Let’s look at the data again.
results.head()
freq-js | freq-py | freq-r | freq-ruby | freq-sql | freq-vba | useful | notify | timestamp | version | os | distro | count | |
---|---|---|---|---|---|---|---|---|---|---|---|---|---|
0 | Once a month | A couple times a week | Infrequently | Never | Once a month | Never | 3-high | RSS | 2015-06-09 23:22:43 | 2.7 | Mac | Included with OS - Mac | 1 |
1 | Once a month | Daily | A couple times a week | Never | Infrequently | Infrequently | 3-high | 2015-06-10 01:19:08 | 2.7 | Windows | Anaconda | 1 | |
2 | Infrequently | Daily | Once a month | Never | Daily | Never | 2-medium | Planet Python | 2015-06-10 01:40:29 | 3.4+ | Windows | Official python.org binaries | 1 |
3 | Never | Daily | Once a month | Never | A couple times a week | Once a month | 3-high | Planet Python | 2015-06-10 01:55:46 | 2.7 | Mac | Official python.org binaries | 1 |
4 | Once a month | Daily | Infrequently | Infrequently | Once a month | Never | 3-high | Leave me alone - I will find it if I need it | 2015-06-10 04:10:17 | I don't care | Mac | Anaconda | 1 |
results["freq-py"].value_counts()
Daily 36
A couple times a week 15
Once a month 3
1
dtype: int64
What we need to do is construct a single DataFrame with all the value_counts for the specific technology. First we will create a list containing each value count.
all_counts = []
for tech in ["freq-py", "freq-sql", "freq-r", "freq-ruby", "freq-js", "freq-vba"]:
all_counts.append(results[tech].value_counts())
display(all_counts)
[Daily 36
A couple times a week 15
Once a month 3
1
dtype: int64, A couple times a week 18
Daily 13
Infrequently 13
Never 5
Once a month 4
2
dtype: int64, Never 24
Infrequently 16
Once a month 5
Daily 4
3
A couple times a week 3
dtype: int64, Never 45
Infrequently 7
2
Once a month 1
dtype: int64, Never 18
Once a month 16
Infrequently 12
Daily 5
A couple times a week 3
1
dtype: int64, Never 37
Infrequently 7
Once a month 6
Daily 3
2
dtype: int64]
Now, concat the lists along axis=1.
Fill in any nan values with 0 too.
tech_usage = pd.concat(all_counts, keys=["Python", "SQL", "R", "Ruby", "javascript", "VBA"], axis=1)

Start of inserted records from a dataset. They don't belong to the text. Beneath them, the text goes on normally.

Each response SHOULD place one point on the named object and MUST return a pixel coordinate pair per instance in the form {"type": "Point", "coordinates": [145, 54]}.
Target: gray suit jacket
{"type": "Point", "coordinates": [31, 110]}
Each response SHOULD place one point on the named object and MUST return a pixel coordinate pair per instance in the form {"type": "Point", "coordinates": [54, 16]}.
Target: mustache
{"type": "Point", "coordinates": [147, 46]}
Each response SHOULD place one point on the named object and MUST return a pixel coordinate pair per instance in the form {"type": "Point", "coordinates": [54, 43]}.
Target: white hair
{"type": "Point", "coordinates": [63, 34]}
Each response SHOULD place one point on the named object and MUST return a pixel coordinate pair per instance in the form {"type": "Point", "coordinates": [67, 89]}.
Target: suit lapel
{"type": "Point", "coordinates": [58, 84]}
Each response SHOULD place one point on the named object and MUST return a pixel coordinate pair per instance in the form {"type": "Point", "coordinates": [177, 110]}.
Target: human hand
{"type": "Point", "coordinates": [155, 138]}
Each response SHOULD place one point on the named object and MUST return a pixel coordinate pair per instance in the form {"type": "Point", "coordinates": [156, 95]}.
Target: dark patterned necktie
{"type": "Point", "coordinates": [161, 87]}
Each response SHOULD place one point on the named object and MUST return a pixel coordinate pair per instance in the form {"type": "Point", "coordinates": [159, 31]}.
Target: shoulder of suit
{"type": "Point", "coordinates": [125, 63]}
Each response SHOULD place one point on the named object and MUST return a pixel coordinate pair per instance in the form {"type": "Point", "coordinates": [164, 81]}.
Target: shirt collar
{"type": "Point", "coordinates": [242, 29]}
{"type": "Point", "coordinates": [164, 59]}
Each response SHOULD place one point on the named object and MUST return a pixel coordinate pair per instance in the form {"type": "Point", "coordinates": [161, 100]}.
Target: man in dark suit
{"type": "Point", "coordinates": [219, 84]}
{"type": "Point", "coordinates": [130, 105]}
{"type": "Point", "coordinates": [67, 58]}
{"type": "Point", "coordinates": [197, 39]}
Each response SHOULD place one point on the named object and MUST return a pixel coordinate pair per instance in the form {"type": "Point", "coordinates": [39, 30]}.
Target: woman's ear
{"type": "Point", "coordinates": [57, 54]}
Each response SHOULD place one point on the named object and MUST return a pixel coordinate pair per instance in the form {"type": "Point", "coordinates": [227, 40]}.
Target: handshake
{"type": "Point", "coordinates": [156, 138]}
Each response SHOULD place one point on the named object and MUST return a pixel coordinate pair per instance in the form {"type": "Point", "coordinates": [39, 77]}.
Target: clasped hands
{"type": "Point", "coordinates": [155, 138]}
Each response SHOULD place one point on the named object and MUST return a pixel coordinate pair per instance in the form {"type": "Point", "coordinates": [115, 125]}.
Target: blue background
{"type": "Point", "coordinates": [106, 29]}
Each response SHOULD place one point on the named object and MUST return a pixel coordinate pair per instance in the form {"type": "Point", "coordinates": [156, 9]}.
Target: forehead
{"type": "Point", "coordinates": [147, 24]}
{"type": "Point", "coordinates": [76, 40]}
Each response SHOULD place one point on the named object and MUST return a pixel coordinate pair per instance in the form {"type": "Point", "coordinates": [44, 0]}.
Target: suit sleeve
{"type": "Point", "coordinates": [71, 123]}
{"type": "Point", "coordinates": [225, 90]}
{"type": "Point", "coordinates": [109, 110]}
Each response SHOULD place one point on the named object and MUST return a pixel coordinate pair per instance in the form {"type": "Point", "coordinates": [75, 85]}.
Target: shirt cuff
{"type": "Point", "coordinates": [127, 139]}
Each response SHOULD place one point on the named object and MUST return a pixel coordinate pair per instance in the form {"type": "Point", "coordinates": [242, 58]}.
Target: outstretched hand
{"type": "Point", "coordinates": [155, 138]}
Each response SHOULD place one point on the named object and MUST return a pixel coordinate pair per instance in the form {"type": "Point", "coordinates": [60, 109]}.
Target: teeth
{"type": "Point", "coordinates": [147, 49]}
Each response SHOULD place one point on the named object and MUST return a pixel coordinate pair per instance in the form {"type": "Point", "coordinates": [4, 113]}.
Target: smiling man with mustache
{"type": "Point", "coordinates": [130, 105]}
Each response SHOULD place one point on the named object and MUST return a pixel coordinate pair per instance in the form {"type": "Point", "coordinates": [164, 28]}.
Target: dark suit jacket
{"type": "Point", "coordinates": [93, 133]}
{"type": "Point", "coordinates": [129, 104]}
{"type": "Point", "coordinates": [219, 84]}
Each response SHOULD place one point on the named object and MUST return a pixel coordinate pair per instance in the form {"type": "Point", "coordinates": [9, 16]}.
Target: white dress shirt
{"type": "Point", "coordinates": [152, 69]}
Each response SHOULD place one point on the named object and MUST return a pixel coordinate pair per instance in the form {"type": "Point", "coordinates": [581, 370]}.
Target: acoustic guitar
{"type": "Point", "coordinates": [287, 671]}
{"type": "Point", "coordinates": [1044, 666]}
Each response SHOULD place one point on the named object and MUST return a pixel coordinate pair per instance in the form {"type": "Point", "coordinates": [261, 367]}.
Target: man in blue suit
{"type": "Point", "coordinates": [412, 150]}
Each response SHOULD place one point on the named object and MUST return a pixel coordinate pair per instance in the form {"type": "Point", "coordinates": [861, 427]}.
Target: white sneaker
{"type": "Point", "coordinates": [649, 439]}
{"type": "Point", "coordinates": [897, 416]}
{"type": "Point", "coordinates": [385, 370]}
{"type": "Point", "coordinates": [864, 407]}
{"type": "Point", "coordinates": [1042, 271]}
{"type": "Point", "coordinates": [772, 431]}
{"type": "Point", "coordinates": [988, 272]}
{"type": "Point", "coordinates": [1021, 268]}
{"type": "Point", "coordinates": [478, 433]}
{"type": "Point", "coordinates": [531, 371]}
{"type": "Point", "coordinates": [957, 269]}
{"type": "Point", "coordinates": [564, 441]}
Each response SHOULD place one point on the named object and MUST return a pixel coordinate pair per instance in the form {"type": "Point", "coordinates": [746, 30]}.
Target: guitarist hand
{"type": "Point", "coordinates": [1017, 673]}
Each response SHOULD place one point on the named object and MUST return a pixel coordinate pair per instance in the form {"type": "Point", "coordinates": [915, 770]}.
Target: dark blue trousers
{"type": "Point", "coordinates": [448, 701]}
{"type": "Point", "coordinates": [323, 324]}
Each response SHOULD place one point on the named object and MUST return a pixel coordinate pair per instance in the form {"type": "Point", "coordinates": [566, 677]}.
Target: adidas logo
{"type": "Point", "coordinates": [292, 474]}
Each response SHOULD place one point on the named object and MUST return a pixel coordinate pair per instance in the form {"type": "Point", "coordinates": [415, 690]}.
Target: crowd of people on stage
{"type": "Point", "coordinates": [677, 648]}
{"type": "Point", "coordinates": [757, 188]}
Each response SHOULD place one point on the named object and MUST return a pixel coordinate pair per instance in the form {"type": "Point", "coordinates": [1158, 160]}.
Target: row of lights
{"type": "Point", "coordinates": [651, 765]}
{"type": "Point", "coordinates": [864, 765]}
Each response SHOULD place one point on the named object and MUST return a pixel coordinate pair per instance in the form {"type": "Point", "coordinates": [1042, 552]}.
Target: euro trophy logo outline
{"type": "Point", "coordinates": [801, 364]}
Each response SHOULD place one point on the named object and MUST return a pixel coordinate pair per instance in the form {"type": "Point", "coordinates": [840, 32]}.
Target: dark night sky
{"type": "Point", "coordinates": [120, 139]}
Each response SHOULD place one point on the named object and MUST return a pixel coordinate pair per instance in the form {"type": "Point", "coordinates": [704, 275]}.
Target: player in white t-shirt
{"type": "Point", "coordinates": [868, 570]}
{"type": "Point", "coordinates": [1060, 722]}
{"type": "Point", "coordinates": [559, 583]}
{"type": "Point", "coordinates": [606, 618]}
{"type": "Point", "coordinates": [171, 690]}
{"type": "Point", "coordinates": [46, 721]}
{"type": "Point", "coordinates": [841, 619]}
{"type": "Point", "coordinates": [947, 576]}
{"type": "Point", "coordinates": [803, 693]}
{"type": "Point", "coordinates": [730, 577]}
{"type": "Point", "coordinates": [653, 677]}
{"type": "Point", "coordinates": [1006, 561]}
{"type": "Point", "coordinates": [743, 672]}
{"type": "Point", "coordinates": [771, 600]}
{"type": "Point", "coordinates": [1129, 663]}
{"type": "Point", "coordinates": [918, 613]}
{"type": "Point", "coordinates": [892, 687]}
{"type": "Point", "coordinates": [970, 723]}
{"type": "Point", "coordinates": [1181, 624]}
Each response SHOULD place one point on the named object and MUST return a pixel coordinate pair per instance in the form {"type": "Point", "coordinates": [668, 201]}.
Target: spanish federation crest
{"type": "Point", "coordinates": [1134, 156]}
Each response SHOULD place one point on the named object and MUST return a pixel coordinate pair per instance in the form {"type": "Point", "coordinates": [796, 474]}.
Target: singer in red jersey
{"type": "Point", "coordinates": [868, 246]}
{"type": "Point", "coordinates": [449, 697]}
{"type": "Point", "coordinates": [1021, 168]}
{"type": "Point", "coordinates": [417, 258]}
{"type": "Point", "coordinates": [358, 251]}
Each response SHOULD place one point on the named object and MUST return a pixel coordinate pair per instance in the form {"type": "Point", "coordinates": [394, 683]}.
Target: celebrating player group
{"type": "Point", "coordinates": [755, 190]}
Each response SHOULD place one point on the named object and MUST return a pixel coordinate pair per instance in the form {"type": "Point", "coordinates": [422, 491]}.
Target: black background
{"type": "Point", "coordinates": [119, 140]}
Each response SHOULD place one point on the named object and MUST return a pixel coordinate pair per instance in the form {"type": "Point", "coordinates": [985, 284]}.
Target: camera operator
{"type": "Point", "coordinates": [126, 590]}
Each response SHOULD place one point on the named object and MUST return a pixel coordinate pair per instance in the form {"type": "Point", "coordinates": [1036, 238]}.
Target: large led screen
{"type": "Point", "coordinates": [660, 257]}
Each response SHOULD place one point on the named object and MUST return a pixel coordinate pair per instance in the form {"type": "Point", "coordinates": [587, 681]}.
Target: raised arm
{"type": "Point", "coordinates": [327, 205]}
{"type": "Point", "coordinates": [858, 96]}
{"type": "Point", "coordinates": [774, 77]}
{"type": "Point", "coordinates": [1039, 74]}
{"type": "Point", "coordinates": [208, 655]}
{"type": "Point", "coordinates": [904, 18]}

tech_usage = tech_usage.fillna(0)
tech_usage
Python | SQL | R | Ruby | javascript | VBA | |
---|---|---|---|---|---|---|
1 | 2 | 3 | 2 | 1 | 2 | |
A couple times a week | 15 | 18 | 3 | 0 | 3 | 0 |
Daily | 36 | 13 | 4 | 0 | 5 | 3 |
Infrequently | 0 | 13 | 16 | 7 | 12 | 7 |
Never | 0 | 5 | 24 | 45 | 18 | 37 |
Once a month | 3 | 4 | 5 | 1 | 16 | 6 |
We have a nice table but there are a few problems.
First, we have one column with blank values that we don’t want.
Secondly, we would like to order from Daily -> Never. Use reindex to accomplish both tasks.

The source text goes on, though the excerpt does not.